Possible side effect of working long hours for a boutique investment bank

Last week in the UK, the news reported on a case of a visually impaired man who finally found a job after making 2,000 applications.

Stephen Stubbs had reportedly considered himself unemployable and was delighted and astonished to discover this was not to be the case after all. “If I can do it, anyone can do it - just got to believe in yourself and it will happen,” he said.

However, does this apply if you’re seeking work in financial services?

Apparently not.

The rifle shot and the bread-on-water metaphors

If you want a new job in financial services, resume-spraying is insufficiently sophisticated.

Instead, says Philip Beddows, coach and mentor at the Silk Road Partnership, you should go for a dual strategy: the rifle shot and some well-aimed bread-on-water.

Under the rifle shot strategy, you select your target employer, get them fully in your sights using a combination of research and networking, and then fire your application straight at their heart with a personal recommendation, says Beddows.

Under the bread-on-water strategy, you chuck a handful of carefully-aimed resumes in the direction of some hungry-looking ducks.

You need to pursue both strategies at the same time, insists Beddows. The first is likely to get you a job, and the second introduces serendipity into your job search (and may therefore get you a job too).

In the current market, however, serendipity could require encouragement. “You could send 50 applications in equities and it wouldn’t make much difference,” says one equities headhunter. “There just aren’t any spaces. All you’ll do is exhaust your contact list.”

This headhunter advocates a carefully targeted bread-on-water approach, but advises attracting attention to yourself before throwing your bread. “If you send your resume without a telephone call first, you’ll get nowhere – it will just get lost,” he warns.

Practice self-discipline and resume restraint

If you must send your resume out "cold," Beddows advises that you limit the number you dispatch. “You need to ensure that you have time to follow up all your applications and reassess whether your strategy is working,” he advises.

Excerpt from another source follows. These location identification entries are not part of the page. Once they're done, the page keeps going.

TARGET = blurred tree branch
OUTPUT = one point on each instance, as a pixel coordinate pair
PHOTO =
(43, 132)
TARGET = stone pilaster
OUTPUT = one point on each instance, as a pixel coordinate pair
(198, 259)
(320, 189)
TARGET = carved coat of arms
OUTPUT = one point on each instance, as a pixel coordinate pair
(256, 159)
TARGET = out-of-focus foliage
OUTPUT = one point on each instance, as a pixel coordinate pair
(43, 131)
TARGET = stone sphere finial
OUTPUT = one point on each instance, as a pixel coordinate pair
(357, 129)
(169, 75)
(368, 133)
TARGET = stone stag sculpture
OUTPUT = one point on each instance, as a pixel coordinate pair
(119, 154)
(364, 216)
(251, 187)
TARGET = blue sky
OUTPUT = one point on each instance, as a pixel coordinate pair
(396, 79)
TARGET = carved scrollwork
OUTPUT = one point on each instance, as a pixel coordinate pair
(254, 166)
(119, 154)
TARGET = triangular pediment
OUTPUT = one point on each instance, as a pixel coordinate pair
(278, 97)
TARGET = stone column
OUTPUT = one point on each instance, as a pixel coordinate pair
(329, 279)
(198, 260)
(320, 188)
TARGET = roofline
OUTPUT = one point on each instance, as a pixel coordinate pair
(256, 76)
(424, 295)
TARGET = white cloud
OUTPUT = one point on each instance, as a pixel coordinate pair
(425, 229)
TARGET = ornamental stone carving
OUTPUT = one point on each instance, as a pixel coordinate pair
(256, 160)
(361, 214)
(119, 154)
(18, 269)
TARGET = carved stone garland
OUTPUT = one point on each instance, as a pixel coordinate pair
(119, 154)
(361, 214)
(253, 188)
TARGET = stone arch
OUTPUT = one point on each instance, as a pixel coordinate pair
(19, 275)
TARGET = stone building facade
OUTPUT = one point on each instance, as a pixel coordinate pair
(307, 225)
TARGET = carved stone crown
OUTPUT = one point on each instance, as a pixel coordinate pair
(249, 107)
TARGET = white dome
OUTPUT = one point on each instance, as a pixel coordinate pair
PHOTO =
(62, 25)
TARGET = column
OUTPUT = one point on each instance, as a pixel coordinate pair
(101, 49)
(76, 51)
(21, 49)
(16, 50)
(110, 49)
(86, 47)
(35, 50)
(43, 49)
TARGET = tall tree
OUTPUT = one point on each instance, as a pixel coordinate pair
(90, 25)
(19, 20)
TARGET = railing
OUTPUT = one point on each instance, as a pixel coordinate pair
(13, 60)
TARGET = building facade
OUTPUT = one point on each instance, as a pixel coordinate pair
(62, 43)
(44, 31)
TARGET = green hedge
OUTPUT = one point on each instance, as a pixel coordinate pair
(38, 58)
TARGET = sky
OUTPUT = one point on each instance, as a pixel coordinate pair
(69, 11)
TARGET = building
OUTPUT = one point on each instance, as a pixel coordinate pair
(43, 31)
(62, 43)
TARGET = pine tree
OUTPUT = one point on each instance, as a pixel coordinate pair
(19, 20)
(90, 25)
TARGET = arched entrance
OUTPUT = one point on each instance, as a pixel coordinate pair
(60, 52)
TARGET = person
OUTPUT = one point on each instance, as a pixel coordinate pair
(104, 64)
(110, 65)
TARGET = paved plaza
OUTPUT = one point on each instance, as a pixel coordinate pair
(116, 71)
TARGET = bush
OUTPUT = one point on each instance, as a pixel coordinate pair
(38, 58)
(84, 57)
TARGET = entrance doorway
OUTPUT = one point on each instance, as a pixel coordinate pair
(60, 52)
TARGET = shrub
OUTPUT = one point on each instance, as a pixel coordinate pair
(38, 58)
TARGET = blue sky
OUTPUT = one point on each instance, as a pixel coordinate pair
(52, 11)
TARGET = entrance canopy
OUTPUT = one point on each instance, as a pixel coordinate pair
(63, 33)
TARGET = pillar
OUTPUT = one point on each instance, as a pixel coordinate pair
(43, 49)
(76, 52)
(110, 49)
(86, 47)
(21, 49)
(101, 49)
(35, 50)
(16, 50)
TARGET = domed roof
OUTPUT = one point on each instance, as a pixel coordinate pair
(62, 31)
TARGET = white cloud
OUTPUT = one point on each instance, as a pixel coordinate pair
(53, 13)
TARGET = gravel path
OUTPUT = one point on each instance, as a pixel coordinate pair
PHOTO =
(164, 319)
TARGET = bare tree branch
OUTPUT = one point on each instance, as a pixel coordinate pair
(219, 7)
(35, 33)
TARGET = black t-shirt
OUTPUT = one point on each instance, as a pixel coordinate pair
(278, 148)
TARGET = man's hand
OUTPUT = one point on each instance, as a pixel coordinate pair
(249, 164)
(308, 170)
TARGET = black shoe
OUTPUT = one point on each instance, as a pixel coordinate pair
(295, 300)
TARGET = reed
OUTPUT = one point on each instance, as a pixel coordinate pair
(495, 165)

Rob Yeung, coach and author of E is for Exceptional: The New Science of Success, agrees that less is more. “Each bank believes it is special and different, and you need to tailor your resume and cover letter to reflect that belief,” he says. “I would advise that you spend an hour or two on each application."

He adds, “For example, if one bank says it wants someone with management skills and an eye for detail, you need to adapt your resume and cover letter to ensure you reflect those qualities. It’s a game you need to play.”

Whatever you do, don’t send out hundreds of resumes to the same organization. A recruiter at a European investment bank relates how one candidate sent hundreds of resumes for multiple roles and irritated the bank’s recruiters with constant phone calls to see how his applications were doing. Ultimately, the bank became paranoid that the candidate was trying to set it up for a discrimination case and charged the individual in question with harassment.